B. ... QUI PEINE À ÊTRE RECONNUE

Pourtant, la reconnaissance de l'obésité en tant que maladie chronique continue à faire débat, non seulement au sein du grand public, mais également parmi les professionnels de la santé.

1. Une connaissance encore partielle des mécanismes biologiques liés à l'obésité

D'énormes progrès ont été réalisés dans la connaissance des mécanismes biologiques liés à l'obésité comme l'illustrent les exemples suivants.

La découverte de la leptine en 1994 a représenté une avancée importante dans la compréhension des mécanismes centraux de contrôle de la prise alimentaire et des réserves énergétiques. La découverte de nouvelles hormones et neuro-hormones, l'approfondissement des recherches sur des systèmes de signalisation déjà connus ont permis de préciser plusieurs boucles de rétroaction entre la périphérie et le cerveau.

De même, grâce à la découverte des gènes impliqués dans les formes monogéniques d'obésité animale, des progrès considérables ont été réalisés au cours des dernières années dans la connaissance de certains mécanismes impliqués dans la régulation du poids et des dépenses énergétiques.

Pour autant, de nombreuses inconnues persistent et d'immenses progrès restent à accomplir afin de mieux connaître les mécanismes biologiques liés à l'obésité.

Par exemple, la compréhension de l'ensemble des mécanismes physiologiques permettant d'assurer le fonctionnement régulier des organes malgré une prise alimentaire discontinue, est encore à ce jour plus analytique que synthétique. Le défi est d'arriver dans les prochaines années à une compréhension systémique du maintien de l'homéostasie énergétique et à sa modélisation.

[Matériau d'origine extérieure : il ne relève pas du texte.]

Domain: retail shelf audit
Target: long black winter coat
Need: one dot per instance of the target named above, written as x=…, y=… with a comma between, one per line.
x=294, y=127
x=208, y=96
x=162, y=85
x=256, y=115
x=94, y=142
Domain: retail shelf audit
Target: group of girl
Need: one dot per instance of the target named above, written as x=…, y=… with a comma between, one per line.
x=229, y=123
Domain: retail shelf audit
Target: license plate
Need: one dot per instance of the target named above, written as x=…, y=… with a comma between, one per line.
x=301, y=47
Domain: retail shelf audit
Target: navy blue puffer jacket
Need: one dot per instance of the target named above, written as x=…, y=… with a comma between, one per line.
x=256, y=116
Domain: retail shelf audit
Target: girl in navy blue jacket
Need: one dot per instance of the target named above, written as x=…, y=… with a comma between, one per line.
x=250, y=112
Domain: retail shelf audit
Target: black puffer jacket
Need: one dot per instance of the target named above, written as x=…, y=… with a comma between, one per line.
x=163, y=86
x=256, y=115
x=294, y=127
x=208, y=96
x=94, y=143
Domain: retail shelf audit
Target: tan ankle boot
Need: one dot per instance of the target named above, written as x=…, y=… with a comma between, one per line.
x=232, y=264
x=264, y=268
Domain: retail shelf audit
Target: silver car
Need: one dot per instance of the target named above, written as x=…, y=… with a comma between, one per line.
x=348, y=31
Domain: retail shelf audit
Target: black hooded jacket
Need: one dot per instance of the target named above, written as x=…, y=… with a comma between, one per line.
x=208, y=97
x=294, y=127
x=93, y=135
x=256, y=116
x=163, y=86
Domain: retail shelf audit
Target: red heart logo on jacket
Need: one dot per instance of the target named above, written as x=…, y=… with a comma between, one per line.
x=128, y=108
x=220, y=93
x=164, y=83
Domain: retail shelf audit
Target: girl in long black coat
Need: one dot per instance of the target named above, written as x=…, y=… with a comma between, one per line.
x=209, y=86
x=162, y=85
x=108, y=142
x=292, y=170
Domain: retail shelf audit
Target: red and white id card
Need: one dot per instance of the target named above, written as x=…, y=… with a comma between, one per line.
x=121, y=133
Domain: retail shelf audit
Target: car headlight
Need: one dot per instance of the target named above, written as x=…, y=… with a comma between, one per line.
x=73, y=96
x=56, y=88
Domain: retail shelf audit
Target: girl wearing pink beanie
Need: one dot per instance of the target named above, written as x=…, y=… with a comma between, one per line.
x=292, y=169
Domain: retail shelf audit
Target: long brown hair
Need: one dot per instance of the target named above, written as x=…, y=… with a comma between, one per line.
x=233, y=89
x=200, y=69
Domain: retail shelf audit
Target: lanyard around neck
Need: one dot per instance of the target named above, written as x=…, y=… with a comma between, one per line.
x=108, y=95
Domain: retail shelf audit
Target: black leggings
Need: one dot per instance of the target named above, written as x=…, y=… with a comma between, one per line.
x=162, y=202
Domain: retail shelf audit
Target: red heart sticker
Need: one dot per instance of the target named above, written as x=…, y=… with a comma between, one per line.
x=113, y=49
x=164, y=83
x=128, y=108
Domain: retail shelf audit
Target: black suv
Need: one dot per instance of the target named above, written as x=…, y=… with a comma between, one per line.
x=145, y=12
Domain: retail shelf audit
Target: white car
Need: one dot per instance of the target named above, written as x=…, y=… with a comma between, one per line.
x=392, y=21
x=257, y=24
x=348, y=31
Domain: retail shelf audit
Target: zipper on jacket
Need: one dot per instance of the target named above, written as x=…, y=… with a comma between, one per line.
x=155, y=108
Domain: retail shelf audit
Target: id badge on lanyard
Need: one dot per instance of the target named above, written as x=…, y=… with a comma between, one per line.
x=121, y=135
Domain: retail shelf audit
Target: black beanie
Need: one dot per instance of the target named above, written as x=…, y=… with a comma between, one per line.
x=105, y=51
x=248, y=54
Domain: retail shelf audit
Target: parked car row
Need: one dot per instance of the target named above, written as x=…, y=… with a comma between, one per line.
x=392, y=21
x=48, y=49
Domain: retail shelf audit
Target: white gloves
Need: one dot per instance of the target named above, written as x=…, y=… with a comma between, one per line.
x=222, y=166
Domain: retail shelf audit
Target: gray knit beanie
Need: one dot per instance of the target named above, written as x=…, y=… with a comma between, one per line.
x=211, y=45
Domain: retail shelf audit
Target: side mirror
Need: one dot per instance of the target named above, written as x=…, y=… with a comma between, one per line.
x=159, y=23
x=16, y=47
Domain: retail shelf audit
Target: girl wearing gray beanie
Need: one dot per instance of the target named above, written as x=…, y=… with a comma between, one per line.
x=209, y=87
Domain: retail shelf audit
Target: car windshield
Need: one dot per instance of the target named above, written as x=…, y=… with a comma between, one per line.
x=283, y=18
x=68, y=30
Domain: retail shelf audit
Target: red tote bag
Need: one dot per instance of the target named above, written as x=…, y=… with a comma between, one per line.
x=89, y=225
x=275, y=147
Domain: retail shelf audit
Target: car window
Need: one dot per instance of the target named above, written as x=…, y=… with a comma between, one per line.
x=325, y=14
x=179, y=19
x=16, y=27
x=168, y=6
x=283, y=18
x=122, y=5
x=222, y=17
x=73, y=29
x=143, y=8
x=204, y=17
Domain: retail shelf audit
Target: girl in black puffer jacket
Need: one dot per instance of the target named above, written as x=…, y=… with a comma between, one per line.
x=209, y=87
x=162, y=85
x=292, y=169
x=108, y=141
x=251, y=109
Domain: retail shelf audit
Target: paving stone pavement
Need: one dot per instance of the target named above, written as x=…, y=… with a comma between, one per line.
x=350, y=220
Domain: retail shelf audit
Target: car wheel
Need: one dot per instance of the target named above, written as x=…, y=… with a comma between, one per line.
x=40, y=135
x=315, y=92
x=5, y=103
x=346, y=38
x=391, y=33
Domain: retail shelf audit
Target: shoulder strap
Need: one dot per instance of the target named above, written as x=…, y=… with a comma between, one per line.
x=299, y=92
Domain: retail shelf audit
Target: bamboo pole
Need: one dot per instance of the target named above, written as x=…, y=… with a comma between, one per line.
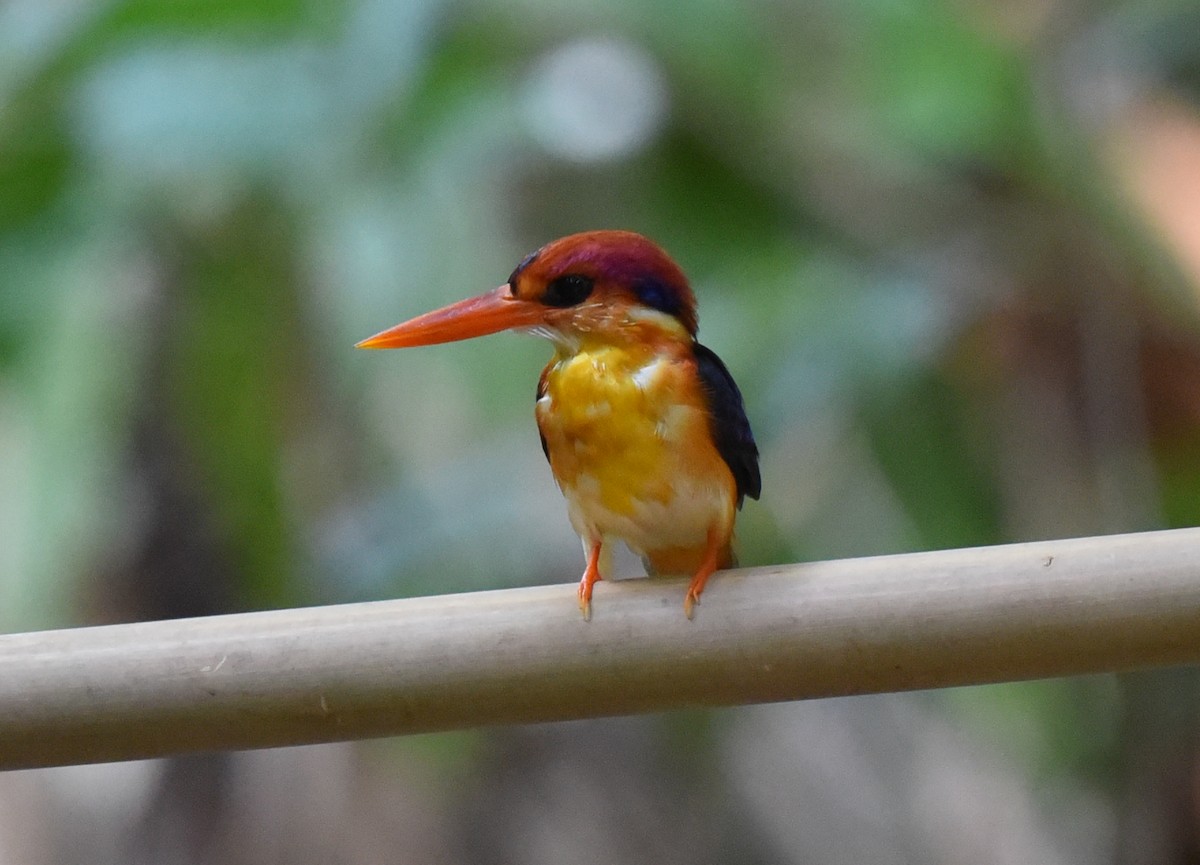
x=520, y=655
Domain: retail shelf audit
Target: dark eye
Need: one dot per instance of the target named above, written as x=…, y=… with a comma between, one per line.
x=568, y=290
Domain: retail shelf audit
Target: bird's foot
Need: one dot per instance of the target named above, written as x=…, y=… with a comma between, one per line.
x=589, y=578
x=707, y=569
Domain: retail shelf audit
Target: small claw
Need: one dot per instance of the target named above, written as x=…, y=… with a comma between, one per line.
x=689, y=604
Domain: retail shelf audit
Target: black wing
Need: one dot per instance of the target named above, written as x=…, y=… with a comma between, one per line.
x=731, y=430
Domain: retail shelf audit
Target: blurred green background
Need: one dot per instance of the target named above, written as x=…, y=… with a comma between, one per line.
x=949, y=250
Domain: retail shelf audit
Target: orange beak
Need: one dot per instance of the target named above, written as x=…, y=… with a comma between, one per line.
x=487, y=313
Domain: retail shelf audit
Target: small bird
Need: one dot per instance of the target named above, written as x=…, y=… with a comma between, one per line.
x=643, y=427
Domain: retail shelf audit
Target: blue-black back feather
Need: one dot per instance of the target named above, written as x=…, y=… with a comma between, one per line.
x=730, y=426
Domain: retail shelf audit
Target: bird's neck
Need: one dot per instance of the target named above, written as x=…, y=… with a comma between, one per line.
x=637, y=338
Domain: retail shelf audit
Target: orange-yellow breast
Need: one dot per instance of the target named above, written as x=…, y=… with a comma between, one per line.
x=628, y=436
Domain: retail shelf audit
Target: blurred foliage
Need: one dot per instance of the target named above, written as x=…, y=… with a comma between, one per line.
x=939, y=245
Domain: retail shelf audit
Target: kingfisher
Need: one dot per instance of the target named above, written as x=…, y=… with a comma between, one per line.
x=643, y=427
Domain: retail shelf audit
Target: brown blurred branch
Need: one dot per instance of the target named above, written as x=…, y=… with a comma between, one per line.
x=809, y=630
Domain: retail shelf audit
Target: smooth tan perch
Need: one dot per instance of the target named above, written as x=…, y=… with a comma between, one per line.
x=811, y=630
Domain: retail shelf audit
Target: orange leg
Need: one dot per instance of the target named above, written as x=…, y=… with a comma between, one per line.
x=591, y=576
x=707, y=568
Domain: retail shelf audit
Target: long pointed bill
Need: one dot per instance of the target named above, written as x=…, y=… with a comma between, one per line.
x=487, y=313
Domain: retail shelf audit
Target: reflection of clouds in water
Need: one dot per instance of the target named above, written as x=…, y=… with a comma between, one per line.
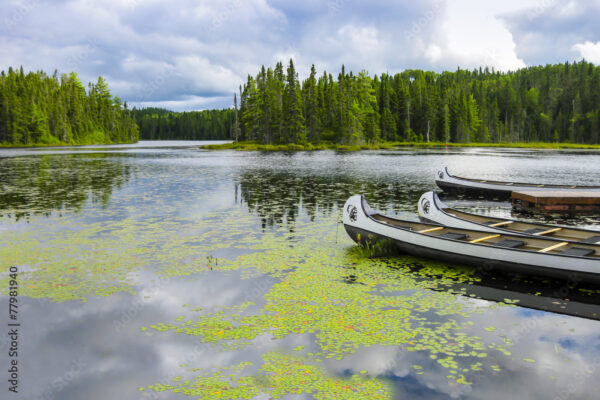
x=567, y=364
x=73, y=351
x=177, y=190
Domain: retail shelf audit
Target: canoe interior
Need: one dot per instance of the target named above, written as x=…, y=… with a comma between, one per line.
x=520, y=227
x=532, y=244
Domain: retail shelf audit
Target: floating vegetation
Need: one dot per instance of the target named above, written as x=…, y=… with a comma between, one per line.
x=335, y=298
x=279, y=375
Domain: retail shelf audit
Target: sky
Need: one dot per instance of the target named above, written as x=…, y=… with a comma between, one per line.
x=193, y=54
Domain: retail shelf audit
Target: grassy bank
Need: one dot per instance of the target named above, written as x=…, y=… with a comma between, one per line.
x=253, y=146
x=59, y=144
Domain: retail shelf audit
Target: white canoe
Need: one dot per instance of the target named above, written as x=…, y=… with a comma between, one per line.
x=459, y=185
x=530, y=255
x=432, y=209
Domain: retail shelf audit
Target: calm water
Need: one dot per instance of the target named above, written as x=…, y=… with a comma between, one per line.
x=159, y=271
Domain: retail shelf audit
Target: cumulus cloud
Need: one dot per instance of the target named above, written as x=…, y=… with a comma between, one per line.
x=590, y=51
x=548, y=31
x=187, y=54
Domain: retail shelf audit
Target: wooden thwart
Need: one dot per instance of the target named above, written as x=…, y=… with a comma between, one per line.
x=439, y=228
x=502, y=224
x=549, y=231
x=483, y=239
x=554, y=247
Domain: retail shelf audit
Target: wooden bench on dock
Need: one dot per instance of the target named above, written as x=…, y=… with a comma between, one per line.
x=557, y=201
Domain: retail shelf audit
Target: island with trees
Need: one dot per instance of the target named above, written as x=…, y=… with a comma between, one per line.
x=37, y=109
x=542, y=106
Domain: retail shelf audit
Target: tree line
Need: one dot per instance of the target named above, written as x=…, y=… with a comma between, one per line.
x=36, y=108
x=161, y=124
x=553, y=103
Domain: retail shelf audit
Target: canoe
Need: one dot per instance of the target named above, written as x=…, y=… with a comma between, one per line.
x=458, y=185
x=487, y=251
x=432, y=209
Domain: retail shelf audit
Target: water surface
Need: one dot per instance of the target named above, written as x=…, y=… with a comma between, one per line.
x=158, y=270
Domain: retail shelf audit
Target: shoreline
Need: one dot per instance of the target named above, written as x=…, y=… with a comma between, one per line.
x=252, y=146
x=27, y=146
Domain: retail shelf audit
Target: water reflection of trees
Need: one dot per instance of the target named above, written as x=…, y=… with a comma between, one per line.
x=278, y=197
x=41, y=185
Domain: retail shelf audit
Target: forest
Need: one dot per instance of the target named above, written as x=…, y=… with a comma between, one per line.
x=38, y=109
x=161, y=124
x=553, y=103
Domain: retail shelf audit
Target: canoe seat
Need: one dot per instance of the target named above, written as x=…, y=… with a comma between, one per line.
x=534, y=231
x=592, y=240
x=578, y=252
x=454, y=236
x=511, y=244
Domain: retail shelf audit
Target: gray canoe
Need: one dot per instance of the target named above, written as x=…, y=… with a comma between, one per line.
x=459, y=185
x=485, y=250
x=432, y=209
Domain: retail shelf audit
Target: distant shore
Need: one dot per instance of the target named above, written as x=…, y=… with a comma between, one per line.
x=253, y=146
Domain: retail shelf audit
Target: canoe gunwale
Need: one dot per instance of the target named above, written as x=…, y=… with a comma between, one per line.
x=446, y=249
x=448, y=217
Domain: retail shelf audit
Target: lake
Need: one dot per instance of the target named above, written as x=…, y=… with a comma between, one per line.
x=161, y=271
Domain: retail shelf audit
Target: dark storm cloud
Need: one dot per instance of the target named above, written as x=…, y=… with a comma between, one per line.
x=548, y=32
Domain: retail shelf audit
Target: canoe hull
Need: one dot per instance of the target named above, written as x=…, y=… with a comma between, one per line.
x=483, y=266
x=363, y=227
x=493, y=189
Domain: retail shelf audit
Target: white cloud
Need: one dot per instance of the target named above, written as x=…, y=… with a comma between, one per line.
x=588, y=50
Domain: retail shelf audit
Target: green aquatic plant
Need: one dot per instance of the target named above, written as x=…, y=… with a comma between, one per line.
x=280, y=375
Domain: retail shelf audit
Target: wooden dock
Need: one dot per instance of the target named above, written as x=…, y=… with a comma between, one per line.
x=558, y=201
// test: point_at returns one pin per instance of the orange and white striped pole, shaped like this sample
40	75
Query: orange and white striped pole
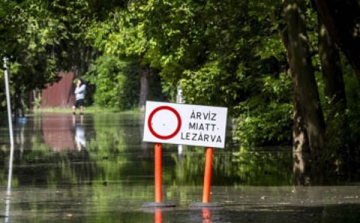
207	175
158	181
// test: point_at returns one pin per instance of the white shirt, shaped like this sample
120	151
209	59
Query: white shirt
80	92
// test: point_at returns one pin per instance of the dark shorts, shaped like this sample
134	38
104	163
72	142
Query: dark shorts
79	102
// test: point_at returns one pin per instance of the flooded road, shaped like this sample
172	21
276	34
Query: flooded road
96	169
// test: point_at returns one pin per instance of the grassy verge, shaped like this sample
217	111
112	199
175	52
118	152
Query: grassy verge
91	110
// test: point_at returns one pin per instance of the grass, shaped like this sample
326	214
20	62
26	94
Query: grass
89	110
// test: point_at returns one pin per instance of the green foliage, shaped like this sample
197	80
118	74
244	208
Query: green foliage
266	118
117	82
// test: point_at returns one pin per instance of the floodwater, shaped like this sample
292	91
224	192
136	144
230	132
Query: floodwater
96	169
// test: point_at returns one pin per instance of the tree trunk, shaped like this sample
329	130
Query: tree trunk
144	87
300	138
342	21
306	96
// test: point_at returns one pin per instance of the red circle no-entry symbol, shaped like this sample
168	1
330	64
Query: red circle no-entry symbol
164	137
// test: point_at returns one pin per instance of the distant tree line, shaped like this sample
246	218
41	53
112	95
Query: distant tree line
287	70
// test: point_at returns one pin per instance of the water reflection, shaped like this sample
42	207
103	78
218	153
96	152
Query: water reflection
206	214
80	139
57	131
8	189
113	176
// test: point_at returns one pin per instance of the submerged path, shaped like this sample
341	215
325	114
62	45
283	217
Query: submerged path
96	169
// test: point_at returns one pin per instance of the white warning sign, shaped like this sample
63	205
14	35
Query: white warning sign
184	124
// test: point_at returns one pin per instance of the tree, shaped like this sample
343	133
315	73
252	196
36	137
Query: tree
309	116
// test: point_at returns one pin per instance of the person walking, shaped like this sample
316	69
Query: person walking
79	96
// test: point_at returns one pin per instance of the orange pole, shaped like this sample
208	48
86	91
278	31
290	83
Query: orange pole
158	216
206	215
158	193
207	176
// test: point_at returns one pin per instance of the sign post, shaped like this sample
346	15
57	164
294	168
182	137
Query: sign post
184	124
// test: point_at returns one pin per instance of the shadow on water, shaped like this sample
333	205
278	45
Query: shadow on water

Dans un autre registre, la nature des relations entre le statut pondéral et le profil du microbiote reste à établir. Ainsi, la modification de l'équilibre de certaines espèces bactériennes comme les firmicutes et les bactéroïdetes en cas d'amaigrissement peut tout aussi bien être responsable de la perte de poids et des changements métaboliques, qu'être la conséquence de celui-ci ou du changement de régime alimentaire.

2. La connotation morale de l'obésité

L'image que l'on se fait de son corps est influencée par les représentations sociales et les normes de la société à laquelle on appartient 10 ( * ) . Ainsi, un individu peut se voir plus gros qu'il n'est en réalité et désirer perdre du poids s'il est dans un milieu dans lequel la corpulence est assez faible, alors que cela ne serait pas forcément le cas si son environnement social se caractérisait par une corpulence plus forte.

Aujourd'hui, l'idéal de minceur constitue la norme à atteindre, preuve d'une bonne situation sociale, signe de richesse, de volonté et de maîtrise de soi dans une société où l'accès à la nourriture est illimité.

Ne pas obéir à cette norme esthétique est donc communément associé à un manque de volonté et à du laisser-aller.

La médicalisation de l'obésité n'a pas permis d'éliminer la connotation morale liée à cette maladie. En effet, loin d'être contradictoire, l'impératif sanitaire vient renforcer la norme esthétique, et par conséquent la pression du corps désirable. Il ne s'agit plus d'une simple question individuelle, mais d'un problème collectif : dès lors, les autres (médecins, diététiciennes, éducateurs sportifs) sont en droit de juger les corps des obèses et de les encourager à le transformer. Deviennent désirables à la fois le corps beau et le corps sain.

Les thérapies vont donc s'organiser autour de la perte de poids, sans tenir compte du stade de la maladie 11 ( * ) et en se concentrant sur les comportements individuels, pourtant largement conditionnés par les déterminants sociaux et environnementaux.

En cas d'échec, la tentation est forte de renvoyer le patient à sa faiblesse de caractère, voire à son irresponsabilité compte tenu des risques médicaux courus.


* 10 Ce paragraphe s'inspire largement de l'ouvrage de Thibault de Saint Pol, « Le corps désirable », publié en 2010.

* 11 Il a été évoqué précédemment que l'obésité devient plus ou moins irréversible lorsqu'elle atteint la phase statique.